Un jour, un livre - «La Dernière Harde» de Maurice Genevoix

Véritable hymne à la nature autant qu’à la beauté animale, en l’occurrence une troupe de cervidés face au paradoxe prédateur de la chasse, « la Dernière Harde » est un chef-d’œuvre de Maurice Genevoix…

Le cerf, qu'il soit de Sologne, ou comme ici de Rambouillet, est le fil rouge du roman magnifique de Maurice Genevoix : "La Dernière Harde" © Lorenzo (reproduction interdite) Le cerf, qu'il soit de Sologne, ou comme ici de Rambouillet, est le fil rouge du roman magnifique de Maurice Genevoix : "La Dernière Harde" © Lorenzo (reproduction interdite)

Si l’on devait définir « La Dernière Harde », roman écrit par le Solognot Maurice Genevoix, de l’Académie française, et publié par Flammarion en 1938, c’est le mot chef-d’œuvre qui vient immédiatement à l’esprit. Ce livre ne prend pas une ride, tout simplement parce qu’il y réunit la vie et la mort au cœur de la forêt, et même en général en filigrane, éternel recommencement, avec dans La Dernière Harde, le paradoxe destructeur de la chasse qui enlève l’une en donnant l’autre, sans pour autant trouver un sens au geste prédateur du chasseur, du veneur…
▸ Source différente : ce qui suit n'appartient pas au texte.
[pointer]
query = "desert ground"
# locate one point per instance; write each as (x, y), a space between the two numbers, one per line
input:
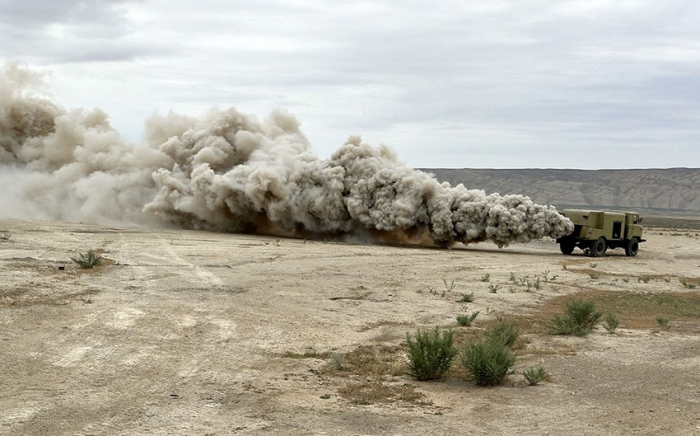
(198, 333)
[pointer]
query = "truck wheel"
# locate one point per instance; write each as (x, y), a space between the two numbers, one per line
(599, 247)
(567, 247)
Et puis, le style poétique de Maurice Genevoix, aux mots ciselés, imagés, précis, apporte sa force lumineuse à l’histoire, d’autant que Genevoix qui était pêcheur à la ligne, n’était pas chasseur : « C’est, je crois, par amour de la chasse, que j’ai cessé d’être chasseur. », résumera ce contemplatif inconditionnel de la Nature. Maurice Genevoix le narrateur vous transporte alors immédiatement « dans » la forêt, décor majestueux, secret, dangereux tout autant que salvateur pour l’animal. Et l’auteur vous glisse ensuite à votre insu, par la magie des mots, dans la peau de ses personnages, que ce soit les trois hommes – un piqueux, un braconnier…  – ou les cervidés (Le Rouge, Le Roué, Le Pèlerin) que ceux-ci traquent chacun à leur manière… La Dernière Harde, c’est d’abord le roman, tel un fil conducteur, d’un cerf, Le Rouge, qui devient chef de harde au cœur de leur jardin d’Éden forestier, et l’étrange fascination que ce beau cerf parmi les autres exerce sur un autre solitaire de la forêt, le piqueux la Futaie, jusqu’à l’affrontement tragique final entre ces deux-là… Écoutez Genevoix décrire un vieux cerf parmi les autres cerfs et biches du groupe : « Tout droit, le cou large et velu, il portait haut son chef couronné d’une ramure ample et sombre. Ses yeux songeurs regardaient au loin devant lui. Lorsque le remous des échines se fut refermé sur son corps, ses bois royaux continuèrent de surgir, haut dressés, par-dessus les bêtes de son clan. »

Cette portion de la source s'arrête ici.